すごいすと取材記

駅舎工房「モン・ファボリ」北垣 美也子 さん(41) 兵庫県

ギャラリーを見る

みんなの地元愛を形にする、表現者として

「私、加西市が本当に好きなんです」と北垣さん。「地域の人、生産農家さん、運転士さん、スタッフ……喜んでほしい人の顔がいつも浮かびます。パンをつくるのも、ボランティア駅長として手を振るのも、感謝の想いを返したい気持ちの表現なんです。」
ボランティア駅長とは、北条鉄道の各駅を維持管理するスタッフのこと。北垣さんは、ほぼ30分ごとに行き交う電車を出迎え見送るためにホームに立つ。そして真っ白な手袋をした手を天に向かってすらりと差し上げ、大きく左右に振り続ける。その凛とした美しい立ち姿を一目見ようと、多くの人が駅を訪れカメラを向ける。

到着したお客様をお迎えする北垣さん。

到着したお客様をお迎えする北垣さん。

駅舎の中には買ったパンをその場で食べられるカフェスペースの他、子どもが遊べる電車のおもちゃスペースもある。

駅舎の中には買ったパンをその場で食べられるカフェスペースの他、子どもが遊べる電車のおもちゃスペースもある。

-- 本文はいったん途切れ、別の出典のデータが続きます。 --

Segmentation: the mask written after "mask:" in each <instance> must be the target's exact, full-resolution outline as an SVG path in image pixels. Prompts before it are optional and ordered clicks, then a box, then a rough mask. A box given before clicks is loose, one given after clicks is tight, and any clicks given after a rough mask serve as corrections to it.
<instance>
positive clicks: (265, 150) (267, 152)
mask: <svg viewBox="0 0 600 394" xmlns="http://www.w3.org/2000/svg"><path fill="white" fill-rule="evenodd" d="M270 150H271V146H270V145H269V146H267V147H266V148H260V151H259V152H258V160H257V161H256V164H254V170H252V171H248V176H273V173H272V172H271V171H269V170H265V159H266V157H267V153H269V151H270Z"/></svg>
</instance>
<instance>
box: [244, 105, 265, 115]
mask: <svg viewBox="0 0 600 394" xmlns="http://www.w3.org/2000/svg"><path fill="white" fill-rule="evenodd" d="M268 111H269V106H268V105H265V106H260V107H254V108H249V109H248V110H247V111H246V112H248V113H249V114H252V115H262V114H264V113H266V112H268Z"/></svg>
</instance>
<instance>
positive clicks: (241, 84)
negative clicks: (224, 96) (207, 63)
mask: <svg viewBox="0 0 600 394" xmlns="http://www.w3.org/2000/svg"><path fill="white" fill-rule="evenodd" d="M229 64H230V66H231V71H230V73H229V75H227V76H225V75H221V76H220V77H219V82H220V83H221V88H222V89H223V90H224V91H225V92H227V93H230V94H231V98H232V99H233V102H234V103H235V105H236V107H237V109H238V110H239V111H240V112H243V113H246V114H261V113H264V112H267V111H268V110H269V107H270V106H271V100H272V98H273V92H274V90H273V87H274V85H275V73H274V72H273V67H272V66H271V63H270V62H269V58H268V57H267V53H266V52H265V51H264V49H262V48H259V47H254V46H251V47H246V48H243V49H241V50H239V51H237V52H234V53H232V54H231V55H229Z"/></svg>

「来てくれた人を喜ばせたい」と、お客様にはいつも笑顔で応対される北垣さん。

「来てくれた人を喜ばせたい」と、お客様にはいつも笑顔で応対される北垣さん。

テレビや雑誌の取材が後を絶たない中、近所に住む女性が北垣さんに声をかけた。
「ホンマに頑張ってね。有名になったのもうれしいけど、本当に感動したの。私は60年ここに住んで、昔から北条鉄道に乗ってるの。これが無かったらどこへも行けない。だから頑張ってね。」
「地元の人が喜んでくれなければ意味がない」と言う北垣さんの想いは、ここでもちゃんと届いていた。